# We will miss you Klydie Boy



## Yvette (Jan 29, 2001)

199? - 2008









This is my Boy Friends Buddy. He was a good boy.
My Boy Friend's dog, but my companion when I moved here 
( before DaKota came). He was a good protector of my daughter's
& loved to be around us. We will miss you Big Boy.


----------



## romeosmom (Mar 27, 2008)

Sorry about your loss- RIP Klydie Boy.


----------



## butch33611 (May 4, 2007)

Rest in piece big boy...


----------



## sd3567 (May 16, 2005)

I am sorry for your loss.


----------



## arycrest (Feb 28, 2006)

So sorry for your loss. My condolences to you, your daughters, your boy friend and others who loved him.

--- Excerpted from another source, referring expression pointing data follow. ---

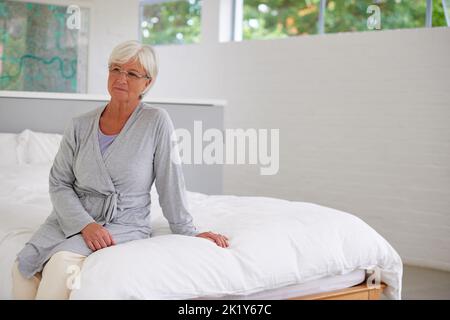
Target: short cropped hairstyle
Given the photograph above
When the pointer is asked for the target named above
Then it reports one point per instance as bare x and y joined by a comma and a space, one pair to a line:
135, 51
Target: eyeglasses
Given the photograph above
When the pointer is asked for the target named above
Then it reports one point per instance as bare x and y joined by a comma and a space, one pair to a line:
132, 75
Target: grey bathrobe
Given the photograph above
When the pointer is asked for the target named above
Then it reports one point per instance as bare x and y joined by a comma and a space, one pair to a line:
112, 190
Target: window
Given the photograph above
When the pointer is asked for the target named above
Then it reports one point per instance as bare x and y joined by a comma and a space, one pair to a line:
349, 15
40, 50
170, 22
266, 19
279, 19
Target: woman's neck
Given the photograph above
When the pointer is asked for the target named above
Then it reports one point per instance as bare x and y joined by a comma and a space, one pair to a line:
119, 111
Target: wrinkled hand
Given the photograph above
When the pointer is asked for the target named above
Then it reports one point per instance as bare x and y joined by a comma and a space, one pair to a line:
96, 237
219, 239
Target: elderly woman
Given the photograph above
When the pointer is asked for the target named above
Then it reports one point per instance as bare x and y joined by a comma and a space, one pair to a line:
101, 178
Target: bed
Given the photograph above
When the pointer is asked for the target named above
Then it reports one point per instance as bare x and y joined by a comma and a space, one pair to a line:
279, 249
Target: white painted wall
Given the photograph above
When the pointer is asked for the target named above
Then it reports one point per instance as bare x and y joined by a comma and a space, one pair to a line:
364, 118
364, 123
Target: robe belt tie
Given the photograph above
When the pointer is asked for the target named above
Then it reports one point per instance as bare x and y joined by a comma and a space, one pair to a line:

Rest in Peace Klydie Boy!!!


----------



## littledmc17 (Apr 9, 2008)

I am so sorry for your loss!


----------



## GSDTrain (Apr 21, 2008)

Sorry about your loss


----------



## Yvette (Jan 29, 2001)

Thank you all. My Boy Friend is taking it as to be expected. He nieghbor is deeply crushed also. He babysat Klyde on weekends while my Boy Friend is on fishing tornaments. We did talk a bit about maybe another dog in a few weeks. He wants to adopt my Mom's Shiba Inu. He knew that Rusty was my Mom's pride n joy.
If he can not adopt Rusty, he will definitly be looking for a GSD to adopt.


----------



## DancingCavy (Feb 19, 2001)

I'm sorry to hear of Klyde's passing. He was a handsome dog and I can only imagine how sad your boy friend must be. RIP, sweet Klyde.


----------